Description of problem: On upi vsphere, do some configuration to enable machineset, machine stuck in Provisioned status, csr are not automatically approved. Version-Release number of selected component (if applicable): 4.5.0-0.nightly-2020-06-02-044312 How reproducible: Always Steps to Reproduce: 1. Do some configuration to enable machineset 2. Check machine status 3. Check csrs Actual results: Csrs are not automatically approved, machine stuck in Provisioned status. $ oc get machine NAME PHASE TYPE REGION ZONE AGE upg-0602445-762m2-worker-5465w Provisioned 4h3m $ oc get csr NAME AGE SIGNERNAME REQUESTOR CONDITION csr-5jpx9 56m kubernetes.io/kube-apiserver-client-kubelet system:serviceaccount:openshift-machine-config-operator:node-bootstrapper Pending csr-82nm8 10m kubernetes.io/kube-apiserver-client-kubelet system:serviceaccount:openshift-machine-config-operator:node-bootstrapper Pending csr-9224h 134m kubernetes.io/kube-apiserver-client-kubelet system:serviceaccount:openshift-machine-config-operator:node-bootstrapper Pending I0602 14:16:22.365697 1 main.go:147] CSR csr-kqgqt added I0602 14:16:22.379214 1 main.go:182] CSR csr-kqgqt not authorized: failed to find machine for node localhost I0602 14:16:22.379342 1 main.go:218] Error syncing csr csr-kqgqt: failed to find machine for node localhost I0602 14:16:23.659595 1 main.go:147] CSR csr-kqgqt added I0602 14:16:23.686881 1 main.go:182] CSR csr-kqgqt not authorized: failed to find machine for node localhost I0602 14:16:23.686902 1 main.go:218] Error syncing csr csr-kqgqt: failed to find machine for node localhost I0602 14:16:26.247082 1 main.go:147] CSR csr-kqgqt added I0602 14:16:26.261248 1 main.go:182] CSR csr-kqgqt not authorized: failed to find machine for node localhost I0602 14:16:26.261273 1 main.go:218] Error syncing csr csr-kqgqt: failed to find machine for node localhost Expected results: CSRs could be automatically approved Additional info:
Hey sunzhaohua can you clarify on the versions here? OCP 4.4 does not have support for automated machine management on vSphere, there's no a machine controller running.
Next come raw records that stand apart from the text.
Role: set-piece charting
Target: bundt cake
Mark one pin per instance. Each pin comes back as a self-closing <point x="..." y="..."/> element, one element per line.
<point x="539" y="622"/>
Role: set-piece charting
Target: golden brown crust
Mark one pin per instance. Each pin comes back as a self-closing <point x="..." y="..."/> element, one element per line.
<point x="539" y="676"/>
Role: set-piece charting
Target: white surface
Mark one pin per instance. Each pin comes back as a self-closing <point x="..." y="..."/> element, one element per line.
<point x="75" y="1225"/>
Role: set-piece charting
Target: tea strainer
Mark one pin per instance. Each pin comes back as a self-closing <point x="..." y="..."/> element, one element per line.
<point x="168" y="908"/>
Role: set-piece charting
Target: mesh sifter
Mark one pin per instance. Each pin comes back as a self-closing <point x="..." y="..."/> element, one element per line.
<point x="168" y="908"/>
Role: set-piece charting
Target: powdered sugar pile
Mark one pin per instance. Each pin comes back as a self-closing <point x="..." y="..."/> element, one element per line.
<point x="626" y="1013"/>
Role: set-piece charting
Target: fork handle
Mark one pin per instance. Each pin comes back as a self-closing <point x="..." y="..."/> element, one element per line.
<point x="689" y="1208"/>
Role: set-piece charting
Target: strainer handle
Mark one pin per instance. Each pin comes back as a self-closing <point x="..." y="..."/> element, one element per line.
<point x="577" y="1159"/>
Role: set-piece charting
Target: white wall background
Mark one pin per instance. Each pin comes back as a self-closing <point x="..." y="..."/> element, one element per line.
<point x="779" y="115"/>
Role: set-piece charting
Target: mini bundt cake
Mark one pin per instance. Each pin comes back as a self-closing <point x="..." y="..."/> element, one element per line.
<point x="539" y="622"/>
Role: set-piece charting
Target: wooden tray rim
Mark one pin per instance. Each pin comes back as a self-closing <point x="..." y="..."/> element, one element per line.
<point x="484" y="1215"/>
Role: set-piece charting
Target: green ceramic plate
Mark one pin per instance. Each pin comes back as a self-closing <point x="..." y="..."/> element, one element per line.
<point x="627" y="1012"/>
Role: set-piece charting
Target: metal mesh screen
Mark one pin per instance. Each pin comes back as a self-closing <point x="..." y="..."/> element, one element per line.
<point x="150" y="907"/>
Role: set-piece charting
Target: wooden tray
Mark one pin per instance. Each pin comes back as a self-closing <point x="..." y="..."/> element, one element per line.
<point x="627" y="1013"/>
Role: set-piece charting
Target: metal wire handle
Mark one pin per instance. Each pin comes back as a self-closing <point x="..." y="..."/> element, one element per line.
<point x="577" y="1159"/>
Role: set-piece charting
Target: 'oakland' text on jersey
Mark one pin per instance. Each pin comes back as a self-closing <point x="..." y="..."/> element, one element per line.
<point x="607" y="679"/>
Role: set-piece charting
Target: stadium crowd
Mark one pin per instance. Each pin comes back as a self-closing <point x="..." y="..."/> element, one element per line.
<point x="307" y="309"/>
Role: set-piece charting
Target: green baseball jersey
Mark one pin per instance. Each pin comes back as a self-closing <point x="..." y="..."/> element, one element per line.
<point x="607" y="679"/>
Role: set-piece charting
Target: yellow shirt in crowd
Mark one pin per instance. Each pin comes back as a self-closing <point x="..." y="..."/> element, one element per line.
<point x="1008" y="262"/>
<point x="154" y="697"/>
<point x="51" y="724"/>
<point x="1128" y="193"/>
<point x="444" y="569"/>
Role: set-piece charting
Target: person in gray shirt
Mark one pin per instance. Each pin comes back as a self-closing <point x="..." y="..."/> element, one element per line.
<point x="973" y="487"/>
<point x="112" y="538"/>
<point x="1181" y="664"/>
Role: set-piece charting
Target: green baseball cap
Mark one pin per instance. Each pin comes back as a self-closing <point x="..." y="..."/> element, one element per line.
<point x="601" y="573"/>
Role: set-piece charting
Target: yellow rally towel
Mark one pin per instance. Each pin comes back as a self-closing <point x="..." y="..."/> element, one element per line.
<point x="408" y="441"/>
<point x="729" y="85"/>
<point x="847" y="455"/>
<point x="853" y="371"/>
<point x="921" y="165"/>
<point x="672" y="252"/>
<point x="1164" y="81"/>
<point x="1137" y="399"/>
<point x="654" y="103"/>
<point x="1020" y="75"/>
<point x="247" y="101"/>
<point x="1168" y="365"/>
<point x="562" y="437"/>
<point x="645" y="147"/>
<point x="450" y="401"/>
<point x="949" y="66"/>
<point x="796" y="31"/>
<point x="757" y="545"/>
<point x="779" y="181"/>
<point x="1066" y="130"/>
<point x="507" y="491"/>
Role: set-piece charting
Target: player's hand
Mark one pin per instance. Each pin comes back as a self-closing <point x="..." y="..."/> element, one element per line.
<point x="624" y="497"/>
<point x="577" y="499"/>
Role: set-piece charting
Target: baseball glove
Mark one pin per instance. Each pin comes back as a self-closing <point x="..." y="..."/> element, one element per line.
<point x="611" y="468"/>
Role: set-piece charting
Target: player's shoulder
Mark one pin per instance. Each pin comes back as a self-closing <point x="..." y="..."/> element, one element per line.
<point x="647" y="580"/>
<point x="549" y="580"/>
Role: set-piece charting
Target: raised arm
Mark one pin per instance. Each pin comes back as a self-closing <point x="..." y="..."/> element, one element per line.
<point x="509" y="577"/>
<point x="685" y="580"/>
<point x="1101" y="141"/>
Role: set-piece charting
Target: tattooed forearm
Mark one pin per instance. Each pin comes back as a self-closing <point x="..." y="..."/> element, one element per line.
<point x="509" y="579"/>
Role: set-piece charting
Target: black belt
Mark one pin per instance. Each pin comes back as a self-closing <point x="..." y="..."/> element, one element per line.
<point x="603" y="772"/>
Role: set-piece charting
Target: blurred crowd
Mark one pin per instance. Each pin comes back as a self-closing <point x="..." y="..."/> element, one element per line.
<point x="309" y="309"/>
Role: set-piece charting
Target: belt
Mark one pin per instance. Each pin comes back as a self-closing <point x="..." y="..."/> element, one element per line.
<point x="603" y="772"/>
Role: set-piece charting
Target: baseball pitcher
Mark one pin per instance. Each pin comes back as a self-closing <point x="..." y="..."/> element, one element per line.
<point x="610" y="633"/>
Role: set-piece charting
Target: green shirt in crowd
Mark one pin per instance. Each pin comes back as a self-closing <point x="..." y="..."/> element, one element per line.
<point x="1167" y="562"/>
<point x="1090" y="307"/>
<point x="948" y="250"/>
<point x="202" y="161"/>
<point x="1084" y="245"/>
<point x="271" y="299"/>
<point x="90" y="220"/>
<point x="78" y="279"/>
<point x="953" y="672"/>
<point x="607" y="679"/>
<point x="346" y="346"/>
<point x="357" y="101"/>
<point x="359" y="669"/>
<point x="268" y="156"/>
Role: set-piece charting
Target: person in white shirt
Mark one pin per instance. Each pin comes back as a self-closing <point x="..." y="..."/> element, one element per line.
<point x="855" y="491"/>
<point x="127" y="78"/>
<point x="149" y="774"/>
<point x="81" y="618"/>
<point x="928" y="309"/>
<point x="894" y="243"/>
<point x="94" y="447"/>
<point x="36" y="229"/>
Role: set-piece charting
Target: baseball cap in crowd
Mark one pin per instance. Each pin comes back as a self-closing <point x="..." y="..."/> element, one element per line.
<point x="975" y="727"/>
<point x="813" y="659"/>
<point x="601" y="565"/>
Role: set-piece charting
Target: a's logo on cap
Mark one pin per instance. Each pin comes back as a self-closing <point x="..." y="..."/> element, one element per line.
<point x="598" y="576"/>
thanks 4.5 makes sense. Seems instances are wrongly getting their hostname as "localhost". This might be relevant https://github.com/openshift/machine-config-operator/commit/41d45f0f7b4e6ec53c08ccbd83eefcca9a3e51ad https://github.com/openshift/machine-api-operator/pull/545 https://github.com/openshift/machine-api-operator/commit/2568c132e64b547e2cfb2001d7112b2dcdb9d7ce sunzhaohua could you please share must gather logs?
Also can you please elaborate on "On upi vsphere, do some configuration to enable machineset"?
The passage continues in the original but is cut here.